Ma Sai, de la Fuente Revenga Mario, Sun Zhixiong, Sun Chen, Murphy Travis W, Xie Hehuang, González-Maeso Javier, Lu Chang
Department of Biomedical Engineering and Mechanics, Virginia Tech, Blacksburg, VA 24061, USA.
Department of Physiology and Biophysics, Virginia Commonwealth University School of Medicine, Richmond, VA 23298, USA.
Nat Biomed Eng. 2018 Mar;2(3):183-194. Epub 2018 Mar 7.

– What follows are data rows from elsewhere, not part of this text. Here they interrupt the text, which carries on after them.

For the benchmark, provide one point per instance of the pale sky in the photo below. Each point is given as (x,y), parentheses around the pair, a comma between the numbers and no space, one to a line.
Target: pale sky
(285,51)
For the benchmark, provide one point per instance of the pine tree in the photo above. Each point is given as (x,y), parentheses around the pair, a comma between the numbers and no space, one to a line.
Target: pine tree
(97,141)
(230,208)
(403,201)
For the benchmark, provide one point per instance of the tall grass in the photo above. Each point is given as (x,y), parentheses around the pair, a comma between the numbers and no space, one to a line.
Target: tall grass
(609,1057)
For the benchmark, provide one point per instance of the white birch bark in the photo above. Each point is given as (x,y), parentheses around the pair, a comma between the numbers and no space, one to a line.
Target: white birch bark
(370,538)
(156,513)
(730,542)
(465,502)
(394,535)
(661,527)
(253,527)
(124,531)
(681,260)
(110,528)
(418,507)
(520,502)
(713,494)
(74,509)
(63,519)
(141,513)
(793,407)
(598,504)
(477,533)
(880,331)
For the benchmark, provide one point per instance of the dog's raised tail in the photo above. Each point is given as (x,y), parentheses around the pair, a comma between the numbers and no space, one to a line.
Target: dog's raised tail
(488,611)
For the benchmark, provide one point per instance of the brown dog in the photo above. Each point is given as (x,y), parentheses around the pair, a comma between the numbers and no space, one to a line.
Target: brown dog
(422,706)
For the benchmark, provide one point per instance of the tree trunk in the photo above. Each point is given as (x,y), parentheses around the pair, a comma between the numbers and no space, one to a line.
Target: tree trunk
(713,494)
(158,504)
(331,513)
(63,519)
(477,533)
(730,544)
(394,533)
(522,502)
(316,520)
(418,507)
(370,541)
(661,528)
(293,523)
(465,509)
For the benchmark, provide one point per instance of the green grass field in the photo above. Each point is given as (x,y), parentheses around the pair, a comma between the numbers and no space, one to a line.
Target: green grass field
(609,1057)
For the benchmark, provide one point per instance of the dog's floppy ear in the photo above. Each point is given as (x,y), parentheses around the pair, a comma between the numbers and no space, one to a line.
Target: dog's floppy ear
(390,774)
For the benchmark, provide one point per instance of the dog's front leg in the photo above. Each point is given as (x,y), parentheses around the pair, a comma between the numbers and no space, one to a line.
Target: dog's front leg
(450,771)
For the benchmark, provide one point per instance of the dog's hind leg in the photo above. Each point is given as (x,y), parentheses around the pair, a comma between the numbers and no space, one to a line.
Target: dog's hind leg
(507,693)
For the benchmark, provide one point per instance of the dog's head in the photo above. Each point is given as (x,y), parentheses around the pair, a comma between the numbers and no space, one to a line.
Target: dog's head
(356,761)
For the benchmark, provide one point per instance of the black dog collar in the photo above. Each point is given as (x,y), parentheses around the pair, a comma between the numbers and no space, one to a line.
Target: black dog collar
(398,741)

Methylomic analyses typically require substantial amounts of DNA, thus hindering studies involving scarce samples. Here, we show that microfluidic diffusion-based reduced representative bisulfite sequencing (MID-RRBS) permits high-quality methylomic profiling with nanogram-to-single-cell quantities of starting DNA. We used the microfluidic device, which allows for efficient bisulfite conversion with high DNA recovery, to analyse genome-wide DNA methylation in cell nuclei isolated from mouse brains and sorted into NeuN+ (primarily neuronal) and NeuN- (primarily glial) fractions, and to establish cell-type-specific methylomes. Genome-wide methylation and methylation in low-CpG-density promoter regions showed distinct patterns for NeuN+ and NeuN- fractions from the mouse cerebellum. The identification of substantial variations in the methylomic landscapes of the NeuN+ fraction of the frontal cortex of mice chronically treated with an atypical antipsychotic drug suggests that this technology can be broadly used for cell-type-specific drug profiling and for the study of drug-methylome interactions.
甲基化组分析通常需要大量的DNA,因此阻碍了涉及稀缺样本的研究。在这里,我们表明基于微流控扩散的简化代表性亚硫酸氢盐测序(MID-RRBS)允许使用纳克级到单细胞量的起始DNA进行高质量的甲基化组分析。我们使用了这种微流控装置,它能够实现高效的亚硫酸氢盐转化并具有高DNA回收率,用于分析从小鼠大脑中分离并分选到NeuN+(主要是神经元)和NeuN-(主要是神经胶质)组分中的细胞核的全基因组DNA甲基化,并建立细胞类型特异性甲基化组。来自小鼠小脑的NeuN+和NeuN-组分在全基因组甲基化和低CpG密度启动子区域的甲基化表现出不同的模式。对长期用非典型抗精神病药物治疗的小鼠额叶皮质NeuN+组分的甲基化组图谱中大量差异的鉴定表明,该技术可广泛用于细胞类型特异性药物分析以及药物-甲基化组相互作用的研究。